El paisaje evocado se inscribe, de esta manera, en una memoria que recuerda sus cicatrices, porque dichas hendiduras también forman parte de esta construcción telúrica. Habitar la geografía circundante es algo que adquiere sentido, entonces, en el acto de nombrarla, escucharla, tocarla y asimilarse a ella como forma humanizante de vivir en un planeta gastado, viejo, a quien el ser humano le da habitualmente la espalda, como señala la voz que inaugura el libro: “Porque no hemos visto / No hemos oído / No hemos olido / Ni palpado / El otro norte / El otro centro / El otro sur” (13).  

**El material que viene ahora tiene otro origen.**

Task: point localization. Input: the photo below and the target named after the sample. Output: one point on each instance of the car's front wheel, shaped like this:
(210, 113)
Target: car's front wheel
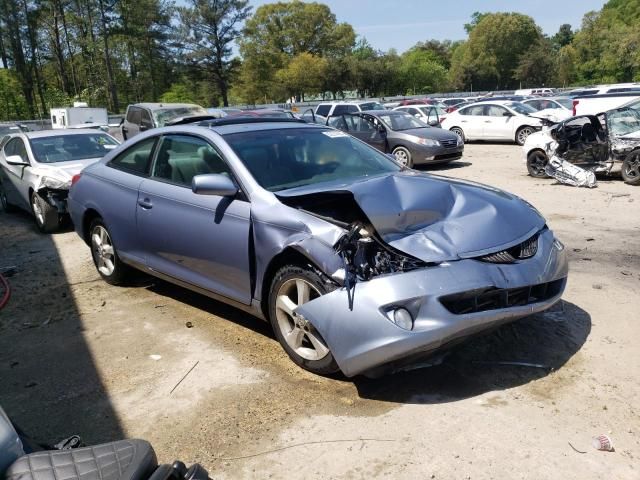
(293, 286)
(403, 156)
(47, 216)
(631, 168)
(104, 254)
(536, 162)
(523, 133)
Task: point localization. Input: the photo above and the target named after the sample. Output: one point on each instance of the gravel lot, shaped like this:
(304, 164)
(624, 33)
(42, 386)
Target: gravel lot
(80, 356)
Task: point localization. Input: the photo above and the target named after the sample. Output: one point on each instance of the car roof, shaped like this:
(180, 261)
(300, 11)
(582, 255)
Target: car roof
(156, 106)
(57, 133)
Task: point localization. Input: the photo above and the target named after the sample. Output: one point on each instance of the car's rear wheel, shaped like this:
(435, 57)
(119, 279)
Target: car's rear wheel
(293, 286)
(536, 162)
(46, 216)
(104, 254)
(523, 133)
(403, 156)
(631, 168)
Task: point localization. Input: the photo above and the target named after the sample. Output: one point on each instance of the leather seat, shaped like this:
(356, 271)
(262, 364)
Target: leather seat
(121, 460)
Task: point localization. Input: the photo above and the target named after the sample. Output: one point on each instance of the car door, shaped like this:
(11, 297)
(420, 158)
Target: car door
(15, 177)
(498, 123)
(472, 121)
(202, 240)
(368, 129)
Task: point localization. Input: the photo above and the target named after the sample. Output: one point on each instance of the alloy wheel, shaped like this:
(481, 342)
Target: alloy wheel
(103, 251)
(298, 332)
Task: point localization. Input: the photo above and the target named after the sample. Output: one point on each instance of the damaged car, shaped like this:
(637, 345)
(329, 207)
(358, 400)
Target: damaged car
(36, 169)
(596, 143)
(360, 265)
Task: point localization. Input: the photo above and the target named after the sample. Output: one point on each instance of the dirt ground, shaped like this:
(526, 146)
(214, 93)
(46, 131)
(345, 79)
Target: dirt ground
(80, 356)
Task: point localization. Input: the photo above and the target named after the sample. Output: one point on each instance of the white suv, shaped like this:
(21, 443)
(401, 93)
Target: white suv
(338, 108)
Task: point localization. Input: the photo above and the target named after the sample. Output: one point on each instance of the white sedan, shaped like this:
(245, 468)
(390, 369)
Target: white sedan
(36, 169)
(494, 120)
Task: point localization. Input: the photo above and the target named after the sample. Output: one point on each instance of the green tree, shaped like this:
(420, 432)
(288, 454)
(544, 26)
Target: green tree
(208, 28)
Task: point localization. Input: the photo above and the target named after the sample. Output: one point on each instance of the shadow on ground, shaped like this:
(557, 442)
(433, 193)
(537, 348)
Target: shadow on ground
(50, 385)
(548, 339)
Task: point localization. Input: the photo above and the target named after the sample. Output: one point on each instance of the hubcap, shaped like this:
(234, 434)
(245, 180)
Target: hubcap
(103, 252)
(297, 331)
(632, 169)
(401, 156)
(524, 133)
(37, 210)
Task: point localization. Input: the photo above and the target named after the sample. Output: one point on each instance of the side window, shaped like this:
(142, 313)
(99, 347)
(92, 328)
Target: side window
(133, 115)
(145, 118)
(323, 110)
(496, 111)
(135, 159)
(181, 157)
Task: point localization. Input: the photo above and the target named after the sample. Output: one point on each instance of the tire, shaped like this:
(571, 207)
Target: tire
(302, 342)
(631, 168)
(104, 254)
(403, 156)
(46, 216)
(4, 202)
(458, 131)
(536, 161)
(523, 133)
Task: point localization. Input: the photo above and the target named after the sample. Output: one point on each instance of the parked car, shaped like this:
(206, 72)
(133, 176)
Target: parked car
(430, 114)
(357, 262)
(36, 169)
(411, 141)
(496, 120)
(327, 109)
(145, 116)
(592, 142)
(555, 109)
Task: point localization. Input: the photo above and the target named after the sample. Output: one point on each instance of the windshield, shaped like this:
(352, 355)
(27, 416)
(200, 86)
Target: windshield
(521, 108)
(67, 148)
(293, 157)
(163, 115)
(566, 102)
(371, 106)
(402, 121)
(623, 121)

Visto así, el poemario propone alternativas de vida que no están tan lejos de nosotras y nosotros y que, en realidad, siempre estuvo ahí, solo que dejó de ser relevante por oscuras causas que guardan relación con la economía hegemónica que gobierna nuestras vidas. Este camino alterno que defiende esta poesía, esta tendencia hacia una otredad invisibilizada, de repositorio, y que podría tomarse negativamente por cierta crítica como algo anacrónico o extemporáneo, es análogo al movimiento de retraimiento que hacemos los seres humanos cada vez que estamos a punto de explotar, en cada crisis, en cada estallido de vida. Ese volcamiento hacia un interior, hacia formas de vida que habían quedado de lado, por razones vanas, fuera de lugar en el contexto del espacio de la destrucción, posibilita un recogimiento, una potencia de volver a captar parte de los sentidos anestesiados por la vida moderna. Se trata, por tanto, de un gesto revitalizador, saludable, de volver a tener los pies sobre la tierra, sin voladores de luces ni discursos grandilocuentes. Se trata de tenues rayos de luz que las sempiternas sombras siempre agradecerán.

 

 

Agua Santa, marzo 2021


Claudio Guerrero Valenzuela es autor de la plaquette Código menor (2017) y los poemarios Las corrientes luminosas (2020), Pequeños migratorios (2014), El libro de las cosas que se ignoran (2002) y El silencio de esta casa (2000). Ha publicado además el libro de ensayos Qué será de los niños que fuimos. Imaginarios de infancia en la poesía chilena (2017) y es coautor de Tres estudiantes descubren la Odisea de Kazantzakis y exploran la poesía de Kavafis (2000).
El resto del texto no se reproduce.